Identification of Groundwater Contaminant Sources and Release Histories Using Genetic Algorithms
Mustafa M. Aral and Jiabao Guan
Multimedia Environmental Simulation Laboratory
School of Civil and Environmental Engineering
Georgia Institute of Technology
Atlanta, Georgia 30332, USA
Recovering the release histories and identifying the locations of contaminant sources in heterogeneous aquifers are important and also challenging problem in the field of contaminant geohydrology. In this study, the source identification problem was formulated as a nonlinear optimization model, in which contaminant source locations and release histories were defined as explicit unknown variables. The optimization model selected is the standard model, where residuals between the simulated and measured contaminant concentrations at observation sites are minimized.
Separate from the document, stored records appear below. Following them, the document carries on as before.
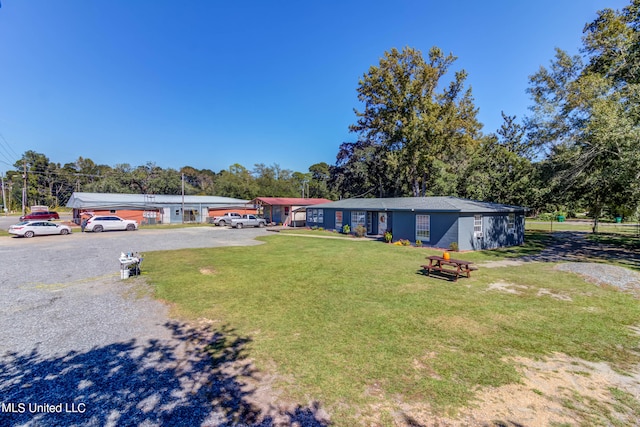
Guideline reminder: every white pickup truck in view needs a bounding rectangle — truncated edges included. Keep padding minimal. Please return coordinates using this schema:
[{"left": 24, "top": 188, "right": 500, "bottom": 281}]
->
[
  {"left": 212, "top": 212, "right": 242, "bottom": 227},
  {"left": 231, "top": 215, "right": 267, "bottom": 228}
]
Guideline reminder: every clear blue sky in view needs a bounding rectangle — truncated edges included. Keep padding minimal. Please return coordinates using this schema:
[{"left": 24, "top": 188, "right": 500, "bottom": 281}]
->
[{"left": 0, "top": 0, "right": 629, "bottom": 176}]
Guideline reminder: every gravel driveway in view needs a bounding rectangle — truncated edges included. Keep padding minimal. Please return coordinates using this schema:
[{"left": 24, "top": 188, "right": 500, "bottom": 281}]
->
[{"left": 0, "top": 227, "right": 323, "bottom": 426}]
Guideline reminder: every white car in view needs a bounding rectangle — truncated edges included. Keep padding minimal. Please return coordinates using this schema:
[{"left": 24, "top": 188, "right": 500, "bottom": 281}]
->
[
  {"left": 9, "top": 221, "right": 71, "bottom": 237},
  {"left": 84, "top": 215, "right": 138, "bottom": 233}
]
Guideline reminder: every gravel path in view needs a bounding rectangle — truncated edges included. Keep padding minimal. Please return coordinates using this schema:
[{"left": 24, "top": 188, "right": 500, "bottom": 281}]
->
[
  {"left": 0, "top": 227, "right": 324, "bottom": 427},
  {"left": 0, "top": 227, "right": 640, "bottom": 427},
  {"left": 479, "top": 231, "right": 640, "bottom": 296}
]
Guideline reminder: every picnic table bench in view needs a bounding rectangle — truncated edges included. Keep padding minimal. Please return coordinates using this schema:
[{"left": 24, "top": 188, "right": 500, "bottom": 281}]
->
[{"left": 421, "top": 255, "right": 478, "bottom": 282}]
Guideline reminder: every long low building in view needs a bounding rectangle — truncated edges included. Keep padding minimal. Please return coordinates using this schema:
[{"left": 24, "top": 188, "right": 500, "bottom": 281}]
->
[
  {"left": 67, "top": 192, "right": 256, "bottom": 224},
  {"left": 306, "top": 197, "right": 526, "bottom": 251}
]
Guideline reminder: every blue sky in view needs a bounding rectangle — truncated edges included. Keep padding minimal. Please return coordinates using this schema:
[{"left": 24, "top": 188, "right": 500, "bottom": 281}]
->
[{"left": 0, "top": 0, "right": 629, "bottom": 176}]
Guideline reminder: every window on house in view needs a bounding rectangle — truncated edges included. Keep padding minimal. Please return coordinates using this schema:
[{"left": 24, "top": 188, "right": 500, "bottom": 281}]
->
[
  {"left": 351, "top": 211, "right": 367, "bottom": 231},
  {"left": 507, "top": 214, "right": 516, "bottom": 233},
  {"left": 473, "top": 215, "right": 483, "bottom": 237},
  {"left": 416, "top": 215, "right": 431, "bottom": 242}
]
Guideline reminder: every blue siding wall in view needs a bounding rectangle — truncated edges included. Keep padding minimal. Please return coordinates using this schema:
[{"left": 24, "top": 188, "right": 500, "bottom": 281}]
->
[
  {"left": 307, "top": 208, "right": 525, "bottom": 251},
  {"left": 459, "top": 213, "right": 524, "bottom": 250}
]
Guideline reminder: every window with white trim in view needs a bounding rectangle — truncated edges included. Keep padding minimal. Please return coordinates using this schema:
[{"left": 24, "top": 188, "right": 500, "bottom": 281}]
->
[
  {"left": 351, "top": 211, "right": 367, "bottom": 230},
  {"left": 473, "top": 215, "right": 483, "bottom": 237},
  {"left": 416, "top": 215, "right": 431, "bottom": 242}
]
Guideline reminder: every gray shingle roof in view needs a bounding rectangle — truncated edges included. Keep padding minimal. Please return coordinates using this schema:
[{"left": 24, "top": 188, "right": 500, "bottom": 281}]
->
[{"left": 313, "top": 196, "right": 525, "bottom": 213}]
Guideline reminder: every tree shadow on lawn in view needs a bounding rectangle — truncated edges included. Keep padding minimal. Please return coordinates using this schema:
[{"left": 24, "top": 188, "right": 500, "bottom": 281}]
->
[{"left": 0, "top": 322, "right": 329, "bottom": 427}]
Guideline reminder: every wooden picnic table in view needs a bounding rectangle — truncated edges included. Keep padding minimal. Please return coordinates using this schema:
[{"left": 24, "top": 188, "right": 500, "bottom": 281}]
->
[{"left": 421, "top": 255, "right": 478, "bottom": 282}]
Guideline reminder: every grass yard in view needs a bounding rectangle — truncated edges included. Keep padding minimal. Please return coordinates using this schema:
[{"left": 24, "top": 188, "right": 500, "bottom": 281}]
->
[{"left": 145, "top": 233, "right": 640, "bottom": 426}]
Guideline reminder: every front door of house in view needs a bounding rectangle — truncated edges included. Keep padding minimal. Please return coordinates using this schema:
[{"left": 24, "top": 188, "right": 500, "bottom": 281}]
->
[{"left": 378, "top": 212, "right": 389, "bottom": 236}]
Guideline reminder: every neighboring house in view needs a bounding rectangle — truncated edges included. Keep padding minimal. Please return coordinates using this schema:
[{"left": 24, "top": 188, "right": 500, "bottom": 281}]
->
[
  {"left": 306, "top": 197, "right": 526, "bottom": 251},
  {"left": 251, "top": 197, "right": 331, "bottom": 227},
  {"left": 67, "top": 192, "right": 255, "bottom": 224}
]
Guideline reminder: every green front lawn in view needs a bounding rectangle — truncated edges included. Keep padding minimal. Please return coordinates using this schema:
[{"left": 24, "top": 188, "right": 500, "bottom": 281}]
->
[{"left": 145, "top": 233, "right": 640, "bottom": 425}]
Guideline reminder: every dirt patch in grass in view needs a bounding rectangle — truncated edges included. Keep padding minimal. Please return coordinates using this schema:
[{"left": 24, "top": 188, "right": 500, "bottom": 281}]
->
[
  {"left": 461, "top": 354, "right": 640, "bottom": 426},
  {"left": 200, "top": 267, "right": 217, "bottom": 275},
  {"left": 350, "top": 354, "right": 640, "bottom": 427}
]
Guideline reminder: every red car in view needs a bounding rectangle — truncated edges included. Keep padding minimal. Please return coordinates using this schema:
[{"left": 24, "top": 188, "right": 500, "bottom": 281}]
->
[{"left": 20, "top": 211, "right": 60, "bottom": 221}]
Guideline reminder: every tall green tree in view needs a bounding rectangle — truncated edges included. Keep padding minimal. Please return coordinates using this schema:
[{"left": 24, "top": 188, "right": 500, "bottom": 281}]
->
[
  {"left": 336, "top": 47, "right": 481, "bottom": 196},
  {"left": 529, "top": 0, "right": 640, "bottom": 231}
]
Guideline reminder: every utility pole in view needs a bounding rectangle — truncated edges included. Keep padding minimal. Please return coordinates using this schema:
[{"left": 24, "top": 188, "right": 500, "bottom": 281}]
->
[
  {"left": 0, "top": 175, "right": 8, "bottom": 215},
  {"left": 182, "top": 173, "right": 184, "bottom": 224},
  {"left": 22, "top": 159, "right": 27, "bottom": 216}
]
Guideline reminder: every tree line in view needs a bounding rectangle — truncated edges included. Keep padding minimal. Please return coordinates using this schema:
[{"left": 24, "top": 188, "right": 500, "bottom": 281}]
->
[
  {"left": 2, "top": 0, "right": 640, "bottom": 228},
  {"left": 0, "top": 155, "right": 336, "bottom": 210}
]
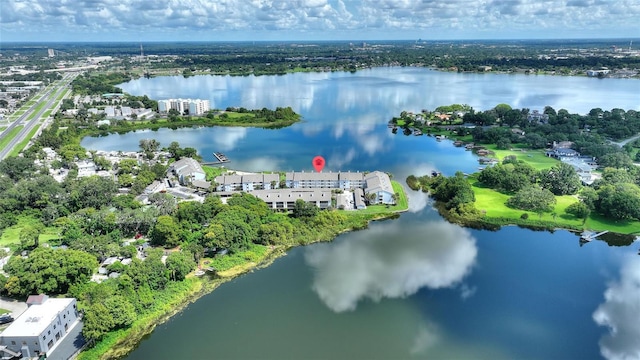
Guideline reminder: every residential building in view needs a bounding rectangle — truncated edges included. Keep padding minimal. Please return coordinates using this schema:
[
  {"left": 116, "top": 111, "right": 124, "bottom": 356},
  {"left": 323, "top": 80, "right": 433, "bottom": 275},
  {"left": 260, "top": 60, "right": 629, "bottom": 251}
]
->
[
  {"left": 215, "top": 171, "right": 395, "bottom": 209},
  {"left": 364, "top": 171, "right": 395, "bottom": 204},
  {"left": 158, "top": 99, "right": 211, "bottom": 115},
  {"left": 0, "top": 295, "right": 78, "bottom": 358},
  {"left": 527, "top": 110, "right": 549, "bottom": 124},
  {"left": 285, "top": 172, "right": 340, "bottom": 189},
  {"left": 242, "top": 174, "right": 280, "bottom": 191},
  {"left": 353, "top": 188, "right": 367, "bottom": 210},
  {"left": 76, "top": 160, "right": 98, "bottom": 177},
  {"left": 251, "top": 189, "right": 331, "bottom": 210},
  {"left": 169, "top": 158, "right": 206, "bottom": 185},
  {"left": 214, "top": 175, "right": 242, "bottom": 191}
]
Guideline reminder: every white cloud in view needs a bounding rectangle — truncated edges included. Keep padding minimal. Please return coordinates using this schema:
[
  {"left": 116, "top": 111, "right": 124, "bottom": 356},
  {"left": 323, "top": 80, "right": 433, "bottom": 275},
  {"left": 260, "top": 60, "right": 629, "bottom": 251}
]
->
[
  {"left": 0, "top": 0, "right": 640, "bottom": 41},
  {"left": 593, "top": 256, "right": 640, "bottom": 360},
  {"left": 305, "top": 221, "right": 478, "bottom": 312}
]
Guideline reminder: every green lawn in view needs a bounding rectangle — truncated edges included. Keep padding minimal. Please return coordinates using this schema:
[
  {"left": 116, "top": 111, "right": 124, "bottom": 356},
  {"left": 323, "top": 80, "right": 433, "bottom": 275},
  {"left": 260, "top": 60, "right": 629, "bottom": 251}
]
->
[
  {"left": 202, "top": 165, "right": 227, "bottom": 181},
  {"left": 485, "top": 145, "right": 559, "bottom": 170},
  {"left": 0, "top": 216, "right": 60, "bottom": 247},
  {"left": 9, "top": 125, "right": 40, "bottom": 156},
  {"left": 224, "top": 111, "right": 256, "bottom": 119},
  {"left": 471, "top": 180, "right": 640, "bottom": 234},
  {"left": 0, "top": 125, "right": 24, "bottom": 149}
]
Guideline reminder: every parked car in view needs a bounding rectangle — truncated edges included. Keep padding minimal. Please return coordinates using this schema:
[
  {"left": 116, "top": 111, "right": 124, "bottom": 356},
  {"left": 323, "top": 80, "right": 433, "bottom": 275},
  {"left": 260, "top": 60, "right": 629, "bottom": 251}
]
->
[{"left": 0, "top": 314, "right": 14, "bottom": 324}]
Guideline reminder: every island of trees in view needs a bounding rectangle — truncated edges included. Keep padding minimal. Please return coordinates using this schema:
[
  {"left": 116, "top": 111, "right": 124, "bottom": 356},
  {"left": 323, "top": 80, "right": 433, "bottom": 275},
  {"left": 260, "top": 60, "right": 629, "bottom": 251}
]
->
[{"left": 402, "top": 104, "right": 640, "bottom": 234}]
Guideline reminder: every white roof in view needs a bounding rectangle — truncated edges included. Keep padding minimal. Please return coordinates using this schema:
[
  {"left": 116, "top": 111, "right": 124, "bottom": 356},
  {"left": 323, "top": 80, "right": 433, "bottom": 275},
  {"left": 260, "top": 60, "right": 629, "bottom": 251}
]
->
[{"left": 2, "top": 298, "right": 76, "bottom": 337}]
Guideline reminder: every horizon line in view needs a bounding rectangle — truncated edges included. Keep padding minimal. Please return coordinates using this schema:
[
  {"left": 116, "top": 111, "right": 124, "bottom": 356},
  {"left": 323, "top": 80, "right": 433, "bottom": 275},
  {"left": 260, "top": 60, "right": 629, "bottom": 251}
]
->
[{"left": 0, "top": 37, "right": 640, "bottom": 44}]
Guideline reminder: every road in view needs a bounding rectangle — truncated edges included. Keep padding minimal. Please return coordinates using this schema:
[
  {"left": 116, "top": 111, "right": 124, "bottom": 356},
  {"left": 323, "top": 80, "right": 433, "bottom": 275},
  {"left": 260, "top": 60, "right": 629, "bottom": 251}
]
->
[{"left": 0, "top": 73, "right": 77, "bottom": 160}]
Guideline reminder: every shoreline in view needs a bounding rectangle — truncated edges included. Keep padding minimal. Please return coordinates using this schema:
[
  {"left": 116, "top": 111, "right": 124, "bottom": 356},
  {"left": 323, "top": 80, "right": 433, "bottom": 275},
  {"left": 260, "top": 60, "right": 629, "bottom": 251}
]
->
[{"left": 77, "top": 192, "right": 409, "bottom": 360}]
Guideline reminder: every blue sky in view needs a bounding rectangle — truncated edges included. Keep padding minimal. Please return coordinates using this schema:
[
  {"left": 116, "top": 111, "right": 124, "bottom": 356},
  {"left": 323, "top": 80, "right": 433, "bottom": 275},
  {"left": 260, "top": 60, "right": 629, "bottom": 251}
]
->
[{"left": 0, "top": 0, "right": 640, "bottom": 41}]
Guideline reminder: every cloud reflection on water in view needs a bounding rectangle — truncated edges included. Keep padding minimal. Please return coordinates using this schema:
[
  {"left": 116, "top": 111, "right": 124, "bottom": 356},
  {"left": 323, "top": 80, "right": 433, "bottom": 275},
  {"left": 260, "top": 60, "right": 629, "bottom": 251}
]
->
[
  {"left": 305, "top": 221, "right": 478, "bottom": 312},
  {"left": 593, "top": 256, "right": 640, "bottom": 360}
]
In this formulation, simulated concentrations at the observation locations are implicitly embedded into the optimization model through the solution of groundwater flow and contaminant fate and transport simulation models. It is well known that repeated solutions of these models, which are a necessary component of the optimization process, dominate the computational cost and adversely affect the efficiency of this approach. To simplify this computationally intensive process, a new combinatorial approach, identified as Progressive Genetic Algorithm (PGA), is proposed for the solution of the nonlinear optimization model. PGA is a subdomain method, which links the standard genetic algorithm (GA) with groundwater simulation models within a subdomain. In this approach the optimization process is divided into iteration and search stages. During the iteration stage, groundwater simulation models are run to generate a subdomain optimization model, and in the search stage, GA is used to search for the optimal solution in the subdomain. During this iterative cycle, the position and the size of the subdomain continuously changes, yielding an efficient solution process. Numerical results show that the proposed approach provides a robust tool for the solution of groundwater contaminant source identification problem. The proposed approach may also be used in the solution of other nonlinear optimization problems, which are computationally intensive. These application areas include optimal groundwater remediation design, optimal monitoring well system design, optimal management of groundwater resources and surface water groundwater interaction and optimal management of water supply systems.